Hear ye, hear ye: U.S. is number one in prisons!

ARTICLE: "Inmate Count In U.S. Dwarfs Other Nations': Tough Laws and Long Terms Create Gap," by Adam Liptak, New York Times, 23 April 2008, p. A1.

We are five percent of global population but house almost one-quarter of prisoners, but that fits our share of garbage, pollution, energy use, GDP production, etc., so hardly a shocker.

Bigger problem is that we produce more ex-cons that anybody on planet, and that's bad for business. As so many are minor drug offenders, this is wasteful and pointless. Better to medicalize the solution than stalk functional illiterates in droves and stick them in prison for several years.

China has 4X our population but only 1.6 million in prison compared to our 2.3 million.

We are a "rogue state" says one criminologist.

Some states get it right, though. Minnesota looks like Sweden, whereas Texas is just this side of Russia.

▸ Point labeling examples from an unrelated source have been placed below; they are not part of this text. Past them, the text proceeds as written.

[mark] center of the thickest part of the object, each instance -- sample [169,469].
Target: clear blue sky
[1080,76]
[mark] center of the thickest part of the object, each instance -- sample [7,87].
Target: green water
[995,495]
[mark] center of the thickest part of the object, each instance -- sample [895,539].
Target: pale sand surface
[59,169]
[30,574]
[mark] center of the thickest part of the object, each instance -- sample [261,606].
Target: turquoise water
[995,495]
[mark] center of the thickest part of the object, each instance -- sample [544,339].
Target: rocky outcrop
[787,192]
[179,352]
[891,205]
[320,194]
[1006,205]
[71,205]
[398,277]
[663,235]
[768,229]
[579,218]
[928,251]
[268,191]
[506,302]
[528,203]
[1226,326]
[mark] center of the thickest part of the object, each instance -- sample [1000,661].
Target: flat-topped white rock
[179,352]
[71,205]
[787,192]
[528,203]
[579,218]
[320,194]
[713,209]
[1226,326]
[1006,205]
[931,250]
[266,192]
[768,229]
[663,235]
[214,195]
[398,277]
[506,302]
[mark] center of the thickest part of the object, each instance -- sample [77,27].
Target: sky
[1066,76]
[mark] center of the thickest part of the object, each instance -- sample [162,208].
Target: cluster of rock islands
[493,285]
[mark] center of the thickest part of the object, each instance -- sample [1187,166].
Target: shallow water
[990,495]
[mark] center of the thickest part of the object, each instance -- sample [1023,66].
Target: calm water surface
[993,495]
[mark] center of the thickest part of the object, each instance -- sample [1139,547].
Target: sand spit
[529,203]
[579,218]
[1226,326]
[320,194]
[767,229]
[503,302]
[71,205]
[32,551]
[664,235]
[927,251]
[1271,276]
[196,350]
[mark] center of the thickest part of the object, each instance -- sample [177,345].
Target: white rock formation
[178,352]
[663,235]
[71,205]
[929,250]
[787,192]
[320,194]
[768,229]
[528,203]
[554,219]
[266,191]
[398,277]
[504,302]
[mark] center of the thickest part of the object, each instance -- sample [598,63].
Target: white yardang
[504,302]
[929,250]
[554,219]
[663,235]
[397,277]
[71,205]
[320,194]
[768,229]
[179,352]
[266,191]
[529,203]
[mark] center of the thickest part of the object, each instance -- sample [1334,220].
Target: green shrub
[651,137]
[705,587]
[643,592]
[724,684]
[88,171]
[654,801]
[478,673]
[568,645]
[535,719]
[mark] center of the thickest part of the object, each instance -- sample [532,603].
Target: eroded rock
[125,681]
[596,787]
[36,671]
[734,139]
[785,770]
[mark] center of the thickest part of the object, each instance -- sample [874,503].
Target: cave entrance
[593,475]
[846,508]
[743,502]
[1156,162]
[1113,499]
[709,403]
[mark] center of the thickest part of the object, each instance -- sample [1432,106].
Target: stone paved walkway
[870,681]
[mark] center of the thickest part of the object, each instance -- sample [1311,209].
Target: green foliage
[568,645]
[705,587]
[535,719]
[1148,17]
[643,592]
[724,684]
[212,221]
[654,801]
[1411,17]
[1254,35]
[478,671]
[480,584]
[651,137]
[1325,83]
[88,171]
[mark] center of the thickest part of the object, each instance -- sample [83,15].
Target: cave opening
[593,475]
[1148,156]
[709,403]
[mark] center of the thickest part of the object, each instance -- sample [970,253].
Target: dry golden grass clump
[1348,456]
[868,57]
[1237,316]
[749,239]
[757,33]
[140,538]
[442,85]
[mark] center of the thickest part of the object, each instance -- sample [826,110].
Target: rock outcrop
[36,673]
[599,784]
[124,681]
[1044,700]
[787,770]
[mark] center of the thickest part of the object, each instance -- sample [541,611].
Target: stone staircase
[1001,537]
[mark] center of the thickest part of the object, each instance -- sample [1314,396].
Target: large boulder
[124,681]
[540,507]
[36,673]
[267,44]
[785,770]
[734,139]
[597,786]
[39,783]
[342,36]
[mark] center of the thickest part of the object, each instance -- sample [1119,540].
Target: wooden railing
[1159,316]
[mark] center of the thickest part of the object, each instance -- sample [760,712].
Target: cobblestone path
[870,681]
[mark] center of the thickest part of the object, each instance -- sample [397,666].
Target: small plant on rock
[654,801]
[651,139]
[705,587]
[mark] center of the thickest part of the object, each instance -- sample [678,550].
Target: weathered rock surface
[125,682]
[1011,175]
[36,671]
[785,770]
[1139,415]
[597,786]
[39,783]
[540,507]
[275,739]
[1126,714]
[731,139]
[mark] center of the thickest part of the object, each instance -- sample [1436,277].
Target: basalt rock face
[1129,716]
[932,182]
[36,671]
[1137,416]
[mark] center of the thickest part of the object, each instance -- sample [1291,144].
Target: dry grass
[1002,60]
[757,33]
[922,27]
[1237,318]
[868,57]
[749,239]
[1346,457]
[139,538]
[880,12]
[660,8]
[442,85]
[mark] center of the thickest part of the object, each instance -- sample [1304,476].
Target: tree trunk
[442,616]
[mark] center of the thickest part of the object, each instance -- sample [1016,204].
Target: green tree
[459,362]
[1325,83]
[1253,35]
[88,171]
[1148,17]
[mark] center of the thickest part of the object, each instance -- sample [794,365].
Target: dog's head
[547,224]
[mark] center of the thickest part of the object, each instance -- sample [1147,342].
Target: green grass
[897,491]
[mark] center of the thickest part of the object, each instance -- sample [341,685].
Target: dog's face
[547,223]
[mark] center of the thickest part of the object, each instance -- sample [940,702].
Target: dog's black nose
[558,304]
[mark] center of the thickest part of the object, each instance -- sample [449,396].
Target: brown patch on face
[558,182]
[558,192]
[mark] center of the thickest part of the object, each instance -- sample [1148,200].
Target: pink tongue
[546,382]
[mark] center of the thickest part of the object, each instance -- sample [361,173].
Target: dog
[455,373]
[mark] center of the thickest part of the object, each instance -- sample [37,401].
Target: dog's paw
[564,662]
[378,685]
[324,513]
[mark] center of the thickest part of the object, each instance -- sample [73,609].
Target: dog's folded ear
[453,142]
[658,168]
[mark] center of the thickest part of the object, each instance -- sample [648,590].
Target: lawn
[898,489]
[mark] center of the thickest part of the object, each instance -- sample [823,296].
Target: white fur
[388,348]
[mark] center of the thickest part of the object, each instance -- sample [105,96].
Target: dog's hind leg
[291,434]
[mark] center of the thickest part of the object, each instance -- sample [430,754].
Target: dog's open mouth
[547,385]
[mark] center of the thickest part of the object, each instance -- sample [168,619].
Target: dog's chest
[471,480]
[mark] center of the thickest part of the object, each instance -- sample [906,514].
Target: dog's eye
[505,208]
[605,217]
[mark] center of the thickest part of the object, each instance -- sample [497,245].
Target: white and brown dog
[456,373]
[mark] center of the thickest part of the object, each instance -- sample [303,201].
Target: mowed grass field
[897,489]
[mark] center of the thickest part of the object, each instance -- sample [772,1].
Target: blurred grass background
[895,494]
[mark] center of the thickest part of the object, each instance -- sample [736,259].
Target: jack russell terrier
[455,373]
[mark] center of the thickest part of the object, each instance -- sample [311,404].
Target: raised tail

Over 50 percent of our fed prisoners are there for drugs! That's just nutty. For $75k a year, I can spend that money on the guy better and still have plenty left over.

Reader Comments (17)

what do you think about letting people with crimmial background toenroll in the army.pretty soon that is going to have its effect there too.
May 14, 2008 | Unregistered Commenterfarhad
It's spring. The days get longer, the birds are building nests and the New York Times runs its annual "America has too many people in prison" piece.

I must say that this is an improvement from previous years when they always complained that there were more people going to prison at the same time that crime was going down. This year they have this quote in the article:

From 1981 to 1996, according to Justice Department statistics, the risk of punishment rose in the United States and fell in England. The crime rates predictably moved in the opposite directions, falling in the United States and rising in England.

“These figures,” Mr. Cassell wrote, “should give one pause before too quickly concluding that European sentences are appropriate.”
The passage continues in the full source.